- British theatrical release poster
- Directed by: Freddie Francis
- Screenplay by: John Elder
- Based on: Count Dracula by Bram Stoker
- Produced by: Aida Young
- Starring: Christopher Lee; Rupert Davies; Veronica Carlson; Barbara Ewing; Barry Andrews; Ewan Hooper;
- Cinematography: Arthur Grant
- Edited by: Spencer Reeve
- Music by: James Bernard
- Production company: Hammer Films
- Distributed by: Warner-Pathé Distributors (UK) Warner Bros.-Seven Arts (US)
- Release dates: 24 November 1968 (UK); 6 February 1969 (US);
- Running time: 92 minutes
- Country: United Kingdom
- Language: English
- Budget: £175,000

= Dracula Has Risen from the Grave =

1968 British film by Freddie Francis

Dracula Has Risen from the Grave is a 1968 British supernatural horror film directed by Freddie Francis and produced by Hammer Film Productions. It is the fourth entry in Hammer's Dracula series, and the third to feature Christopher Lee as Count Dracula. The film stars Rupert Davies as Monsignor Ernest Mueller, a clergyman who exorcises Dracula's castle, and in doing so, unwittingly resurrects the Count from the dead.
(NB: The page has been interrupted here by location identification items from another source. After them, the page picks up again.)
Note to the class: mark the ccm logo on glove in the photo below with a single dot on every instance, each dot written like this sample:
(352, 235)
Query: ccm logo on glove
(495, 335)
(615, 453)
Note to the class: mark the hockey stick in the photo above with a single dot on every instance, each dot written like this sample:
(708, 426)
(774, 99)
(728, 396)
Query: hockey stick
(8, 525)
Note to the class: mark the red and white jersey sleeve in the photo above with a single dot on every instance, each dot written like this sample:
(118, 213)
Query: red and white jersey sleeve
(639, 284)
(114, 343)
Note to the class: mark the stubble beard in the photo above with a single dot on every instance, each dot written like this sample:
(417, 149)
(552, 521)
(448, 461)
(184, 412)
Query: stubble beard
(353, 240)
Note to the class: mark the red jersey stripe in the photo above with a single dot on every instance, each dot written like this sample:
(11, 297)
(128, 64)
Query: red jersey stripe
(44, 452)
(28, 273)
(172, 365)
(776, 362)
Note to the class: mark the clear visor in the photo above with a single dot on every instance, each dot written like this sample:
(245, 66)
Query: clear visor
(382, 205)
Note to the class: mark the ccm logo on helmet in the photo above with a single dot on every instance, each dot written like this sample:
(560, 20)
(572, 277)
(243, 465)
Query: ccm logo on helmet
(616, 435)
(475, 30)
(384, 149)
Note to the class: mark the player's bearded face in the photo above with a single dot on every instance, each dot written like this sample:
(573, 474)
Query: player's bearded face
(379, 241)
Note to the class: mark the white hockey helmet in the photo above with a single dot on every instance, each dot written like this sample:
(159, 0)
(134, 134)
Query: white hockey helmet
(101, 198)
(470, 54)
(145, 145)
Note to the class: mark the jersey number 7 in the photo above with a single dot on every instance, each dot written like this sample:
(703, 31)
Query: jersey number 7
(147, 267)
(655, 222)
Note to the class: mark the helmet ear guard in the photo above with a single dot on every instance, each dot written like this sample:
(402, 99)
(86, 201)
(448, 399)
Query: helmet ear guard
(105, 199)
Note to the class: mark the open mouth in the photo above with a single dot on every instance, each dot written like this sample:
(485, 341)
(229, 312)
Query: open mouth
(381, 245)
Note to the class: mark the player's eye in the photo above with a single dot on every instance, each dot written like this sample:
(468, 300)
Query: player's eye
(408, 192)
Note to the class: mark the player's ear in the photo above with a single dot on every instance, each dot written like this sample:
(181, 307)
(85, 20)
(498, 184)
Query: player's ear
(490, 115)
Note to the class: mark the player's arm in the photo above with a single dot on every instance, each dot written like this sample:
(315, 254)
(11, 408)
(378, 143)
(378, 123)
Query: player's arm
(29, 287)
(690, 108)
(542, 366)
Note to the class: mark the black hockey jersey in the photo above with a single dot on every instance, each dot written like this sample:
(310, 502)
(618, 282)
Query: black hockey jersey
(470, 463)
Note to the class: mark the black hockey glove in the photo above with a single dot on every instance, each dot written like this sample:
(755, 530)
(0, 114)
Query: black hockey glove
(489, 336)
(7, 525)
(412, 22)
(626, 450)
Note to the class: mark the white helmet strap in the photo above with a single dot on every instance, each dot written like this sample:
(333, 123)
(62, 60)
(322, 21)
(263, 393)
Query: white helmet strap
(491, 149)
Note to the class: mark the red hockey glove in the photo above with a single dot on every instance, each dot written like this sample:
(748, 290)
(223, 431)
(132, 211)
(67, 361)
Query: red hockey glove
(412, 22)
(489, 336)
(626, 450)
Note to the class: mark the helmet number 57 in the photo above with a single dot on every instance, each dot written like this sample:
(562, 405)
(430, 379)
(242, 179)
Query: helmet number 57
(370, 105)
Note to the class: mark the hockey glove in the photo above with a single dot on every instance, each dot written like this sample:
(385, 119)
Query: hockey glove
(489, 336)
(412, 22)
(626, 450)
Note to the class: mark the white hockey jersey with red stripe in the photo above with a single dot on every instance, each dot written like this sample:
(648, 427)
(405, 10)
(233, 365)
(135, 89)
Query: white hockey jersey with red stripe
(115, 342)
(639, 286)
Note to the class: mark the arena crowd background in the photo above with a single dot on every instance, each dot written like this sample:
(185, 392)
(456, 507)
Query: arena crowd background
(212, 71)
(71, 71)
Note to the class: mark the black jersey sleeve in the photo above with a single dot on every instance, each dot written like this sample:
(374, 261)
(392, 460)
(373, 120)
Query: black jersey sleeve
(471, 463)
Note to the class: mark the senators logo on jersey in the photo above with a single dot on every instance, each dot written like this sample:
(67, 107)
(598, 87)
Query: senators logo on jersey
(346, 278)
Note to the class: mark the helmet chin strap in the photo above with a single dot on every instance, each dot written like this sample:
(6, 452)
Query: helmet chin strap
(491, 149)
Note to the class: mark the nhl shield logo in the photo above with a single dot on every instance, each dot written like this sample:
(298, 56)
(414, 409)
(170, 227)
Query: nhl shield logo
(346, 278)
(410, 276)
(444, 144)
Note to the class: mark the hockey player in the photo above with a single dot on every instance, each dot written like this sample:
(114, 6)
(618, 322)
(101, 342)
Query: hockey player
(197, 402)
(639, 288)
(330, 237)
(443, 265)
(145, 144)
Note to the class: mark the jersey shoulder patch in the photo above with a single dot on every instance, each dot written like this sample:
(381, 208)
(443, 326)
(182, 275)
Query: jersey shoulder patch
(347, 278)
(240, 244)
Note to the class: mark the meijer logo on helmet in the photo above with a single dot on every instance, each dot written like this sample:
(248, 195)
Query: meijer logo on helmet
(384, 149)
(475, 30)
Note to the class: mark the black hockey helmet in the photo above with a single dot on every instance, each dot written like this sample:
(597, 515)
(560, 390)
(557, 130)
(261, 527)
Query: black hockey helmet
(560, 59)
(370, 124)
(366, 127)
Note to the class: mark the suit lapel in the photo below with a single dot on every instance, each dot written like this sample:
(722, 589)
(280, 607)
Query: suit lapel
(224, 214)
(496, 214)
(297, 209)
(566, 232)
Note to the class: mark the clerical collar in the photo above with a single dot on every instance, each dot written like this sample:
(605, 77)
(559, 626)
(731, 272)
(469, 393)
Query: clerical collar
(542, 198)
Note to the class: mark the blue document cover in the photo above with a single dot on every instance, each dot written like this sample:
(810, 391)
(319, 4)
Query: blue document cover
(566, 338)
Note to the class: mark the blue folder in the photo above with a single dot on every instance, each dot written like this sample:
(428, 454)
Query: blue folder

Dracula Has Risen from the Grave also stars Veronica Carlson, Barry Andrews, Barbara Ewing, Ewan Hooper and Michael Ripper. It was followed by Taste the Blood of Dracula in 1970.

==Plot==
In an East European village, a young altar boy discovers the corpse of a young woman crammed inside a church bell, another victim of Count Dracula. One year later 1896, following the events of the previous film, Dracula has been destroyed. Monsignor Ernst Mueller comes to the village on a routine visit only to find the altar boy is now a frightened mute and the priest has lost his faith. The villagers refuse to attend Mass at the church because the shadow of Dracula's castle touches it. To bring to an end the villagers' fears, Mueller climbs to the castle to exorcise it.

The terrified priest follows only partway up the mountain, and Mueller continues alone. As he exorcises the castle, attaching a large metal cross to its gate, a thunderstorm occurs. The fleeing priest stumbles and is knocked unconscious when his head strikes a rock. The blood from the head wound trickles into a frozen stream through a crack in the ice and onto the lips of Dracula, reviving him. Mueller returns to the village, reassures the villagers, and returns to his home city of Kleinenberg, where he lives with his widowed sister-in-law, Anna.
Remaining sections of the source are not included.